非経口注射用の医薬組成物には、医薬的に許容される無菌水性または非水性溶液、分散液、懸濁液またはエマルジョンおよび無菌注射用溶液または分散液に戻すための無菌粉末が含まれる。適切な水性および非水性担体、希釈剤、溶媒またはビヒクルの例には、水、エタノール、ポリオール(プロピレングリコール、ポリエチレングリコール、グリセロールなどおよびこれらの適切な混合液)、植物油(例えば、オリーブ油)およびオレイン酸エチルなどの注射用有機エステルまたはこれらの適切な混合液が含まれる。組成物の適切な流動性は、例えば、レシチンなどのコーティングの使用により、分散液の場合には必要とされる粒子径の維持により、および表面活性剤の使用により、維持することができる。

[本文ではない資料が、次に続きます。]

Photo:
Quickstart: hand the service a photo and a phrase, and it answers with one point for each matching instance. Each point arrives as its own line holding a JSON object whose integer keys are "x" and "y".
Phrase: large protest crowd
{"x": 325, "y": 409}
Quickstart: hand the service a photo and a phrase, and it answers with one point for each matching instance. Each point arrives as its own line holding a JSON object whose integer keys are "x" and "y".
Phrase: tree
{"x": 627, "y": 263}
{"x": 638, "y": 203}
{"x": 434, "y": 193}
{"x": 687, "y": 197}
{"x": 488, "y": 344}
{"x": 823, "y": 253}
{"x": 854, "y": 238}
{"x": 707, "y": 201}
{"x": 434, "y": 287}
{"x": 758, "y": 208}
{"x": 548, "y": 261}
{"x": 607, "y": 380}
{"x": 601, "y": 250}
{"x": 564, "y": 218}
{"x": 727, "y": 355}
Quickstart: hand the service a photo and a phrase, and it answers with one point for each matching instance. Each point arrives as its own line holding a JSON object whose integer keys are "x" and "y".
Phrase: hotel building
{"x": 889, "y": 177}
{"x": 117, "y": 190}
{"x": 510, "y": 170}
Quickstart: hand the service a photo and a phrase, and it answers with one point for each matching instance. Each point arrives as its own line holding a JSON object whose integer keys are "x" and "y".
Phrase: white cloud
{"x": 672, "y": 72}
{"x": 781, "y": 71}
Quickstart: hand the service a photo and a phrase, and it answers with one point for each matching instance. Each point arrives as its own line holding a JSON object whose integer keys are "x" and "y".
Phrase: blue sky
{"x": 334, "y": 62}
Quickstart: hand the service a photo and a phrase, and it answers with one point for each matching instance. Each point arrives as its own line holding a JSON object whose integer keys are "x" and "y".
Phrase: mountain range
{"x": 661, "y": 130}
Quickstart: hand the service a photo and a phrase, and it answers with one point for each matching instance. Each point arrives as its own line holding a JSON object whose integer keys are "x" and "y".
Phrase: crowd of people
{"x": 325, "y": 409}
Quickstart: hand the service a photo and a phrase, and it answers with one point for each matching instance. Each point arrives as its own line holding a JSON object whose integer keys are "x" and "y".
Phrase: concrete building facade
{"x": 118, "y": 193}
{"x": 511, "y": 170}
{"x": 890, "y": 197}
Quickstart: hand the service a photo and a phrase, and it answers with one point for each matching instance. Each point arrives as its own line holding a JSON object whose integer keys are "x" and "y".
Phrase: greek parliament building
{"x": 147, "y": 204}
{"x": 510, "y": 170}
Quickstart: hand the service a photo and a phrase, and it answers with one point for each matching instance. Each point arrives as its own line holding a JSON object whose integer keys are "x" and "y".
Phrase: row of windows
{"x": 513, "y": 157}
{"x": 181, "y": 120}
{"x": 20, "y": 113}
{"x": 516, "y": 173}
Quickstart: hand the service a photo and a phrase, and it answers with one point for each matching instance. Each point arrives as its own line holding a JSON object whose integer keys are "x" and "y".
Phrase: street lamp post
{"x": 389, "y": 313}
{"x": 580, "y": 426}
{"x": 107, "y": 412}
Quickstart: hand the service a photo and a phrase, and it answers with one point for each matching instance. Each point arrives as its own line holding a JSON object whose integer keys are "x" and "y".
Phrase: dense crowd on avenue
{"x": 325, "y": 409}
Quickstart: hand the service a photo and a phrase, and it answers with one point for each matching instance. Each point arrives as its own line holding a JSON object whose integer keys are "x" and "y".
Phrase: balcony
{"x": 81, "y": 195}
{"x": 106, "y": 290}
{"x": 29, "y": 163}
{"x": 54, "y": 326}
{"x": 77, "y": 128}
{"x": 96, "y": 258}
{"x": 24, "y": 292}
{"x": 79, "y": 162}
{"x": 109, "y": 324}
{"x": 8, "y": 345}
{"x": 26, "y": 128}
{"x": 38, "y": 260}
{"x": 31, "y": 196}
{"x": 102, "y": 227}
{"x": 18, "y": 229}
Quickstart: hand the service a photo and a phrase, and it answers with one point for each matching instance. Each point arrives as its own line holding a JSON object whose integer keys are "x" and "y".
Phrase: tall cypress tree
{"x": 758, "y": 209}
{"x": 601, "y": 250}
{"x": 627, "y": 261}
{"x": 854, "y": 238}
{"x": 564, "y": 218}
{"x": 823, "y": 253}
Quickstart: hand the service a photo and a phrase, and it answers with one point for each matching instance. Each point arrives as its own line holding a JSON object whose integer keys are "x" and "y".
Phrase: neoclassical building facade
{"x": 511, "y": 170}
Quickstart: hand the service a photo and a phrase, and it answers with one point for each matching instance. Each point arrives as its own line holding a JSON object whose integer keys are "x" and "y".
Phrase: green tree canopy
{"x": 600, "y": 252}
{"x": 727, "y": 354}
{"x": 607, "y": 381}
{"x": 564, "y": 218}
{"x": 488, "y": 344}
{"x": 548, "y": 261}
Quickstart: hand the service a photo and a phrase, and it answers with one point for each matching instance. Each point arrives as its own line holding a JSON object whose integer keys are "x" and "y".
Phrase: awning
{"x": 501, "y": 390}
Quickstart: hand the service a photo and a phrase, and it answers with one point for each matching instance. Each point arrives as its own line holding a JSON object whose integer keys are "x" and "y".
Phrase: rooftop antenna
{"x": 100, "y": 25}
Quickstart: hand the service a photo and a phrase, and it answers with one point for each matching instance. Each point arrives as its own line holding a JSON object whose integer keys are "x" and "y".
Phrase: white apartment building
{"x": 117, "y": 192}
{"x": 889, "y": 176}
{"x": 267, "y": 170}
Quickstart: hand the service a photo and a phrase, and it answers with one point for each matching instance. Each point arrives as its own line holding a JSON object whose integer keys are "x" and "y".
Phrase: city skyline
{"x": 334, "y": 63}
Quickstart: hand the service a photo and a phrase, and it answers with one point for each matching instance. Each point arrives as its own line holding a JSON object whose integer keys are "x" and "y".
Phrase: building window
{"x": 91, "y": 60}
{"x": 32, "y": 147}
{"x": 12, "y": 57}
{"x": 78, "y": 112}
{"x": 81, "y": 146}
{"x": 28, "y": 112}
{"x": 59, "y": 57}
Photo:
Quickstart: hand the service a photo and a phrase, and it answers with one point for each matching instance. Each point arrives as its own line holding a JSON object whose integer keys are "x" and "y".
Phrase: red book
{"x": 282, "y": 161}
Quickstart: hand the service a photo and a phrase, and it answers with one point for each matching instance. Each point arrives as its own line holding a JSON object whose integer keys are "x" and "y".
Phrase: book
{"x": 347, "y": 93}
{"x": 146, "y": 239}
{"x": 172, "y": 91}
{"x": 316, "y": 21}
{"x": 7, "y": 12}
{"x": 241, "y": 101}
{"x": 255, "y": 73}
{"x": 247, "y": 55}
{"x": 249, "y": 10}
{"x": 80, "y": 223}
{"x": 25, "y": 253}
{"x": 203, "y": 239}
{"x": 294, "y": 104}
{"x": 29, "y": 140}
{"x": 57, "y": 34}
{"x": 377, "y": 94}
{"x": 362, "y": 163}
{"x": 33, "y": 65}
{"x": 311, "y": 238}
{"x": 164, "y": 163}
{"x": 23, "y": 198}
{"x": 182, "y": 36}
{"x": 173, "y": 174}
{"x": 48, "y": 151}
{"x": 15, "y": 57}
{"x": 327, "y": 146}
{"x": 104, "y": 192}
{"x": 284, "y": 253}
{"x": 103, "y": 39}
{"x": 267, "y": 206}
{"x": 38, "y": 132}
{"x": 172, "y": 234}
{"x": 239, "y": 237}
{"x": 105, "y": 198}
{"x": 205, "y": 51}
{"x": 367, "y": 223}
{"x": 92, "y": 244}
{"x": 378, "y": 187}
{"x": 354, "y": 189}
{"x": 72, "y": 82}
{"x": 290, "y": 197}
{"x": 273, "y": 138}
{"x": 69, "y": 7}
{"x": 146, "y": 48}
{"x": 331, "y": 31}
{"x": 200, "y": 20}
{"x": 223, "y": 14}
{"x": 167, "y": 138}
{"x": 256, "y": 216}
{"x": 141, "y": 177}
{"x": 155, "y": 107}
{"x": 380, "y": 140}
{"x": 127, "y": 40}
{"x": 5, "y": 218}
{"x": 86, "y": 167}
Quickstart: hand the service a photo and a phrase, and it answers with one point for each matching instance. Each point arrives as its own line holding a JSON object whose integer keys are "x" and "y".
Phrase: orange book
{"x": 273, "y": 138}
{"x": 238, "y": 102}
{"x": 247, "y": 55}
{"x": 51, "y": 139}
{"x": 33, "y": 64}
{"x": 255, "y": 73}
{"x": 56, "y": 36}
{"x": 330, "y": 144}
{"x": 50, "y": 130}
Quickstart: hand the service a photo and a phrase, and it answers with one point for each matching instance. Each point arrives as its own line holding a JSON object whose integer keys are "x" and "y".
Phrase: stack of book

これらの組成物は、保存剤、加湿剤、乳化剤および分散剤などの補助剤を含有することもできる。微生物の作用の防止は様々な抗菌および抗真菌剤、例えば、パラベン、クロロブタノール、フェノール、ソルビン酸などによって保証することができる。等張剤、例えば、糖、塩化ナトリウムなどを含むことも望ましいものであり得る。注射用医薬形態の吸収の長期化は吸収を遅延させる薬剤、例えば、モノステアリン酸アルミニウムおよびゼラチンの使用によってもたらすことができる。
幾つかの場合、薬物の効果を長期化するため、皮下または筋肉内注射からの薬物の吸収を徐速させることがしばしば望ましい。これは水溶性に乏しい結晶性または非晶質物質の懸濁液の使用によって達成することができる。薬物の吸収速度はこの溶解速度に依存し得るものであり、溶解速度そのものは結晶サイズおよび結晶形態に依存し得る。その代わりに、非経口投与される薬物形態を、薬物を油ビヒクルに溶解または懸濁させることによって投与することもできる。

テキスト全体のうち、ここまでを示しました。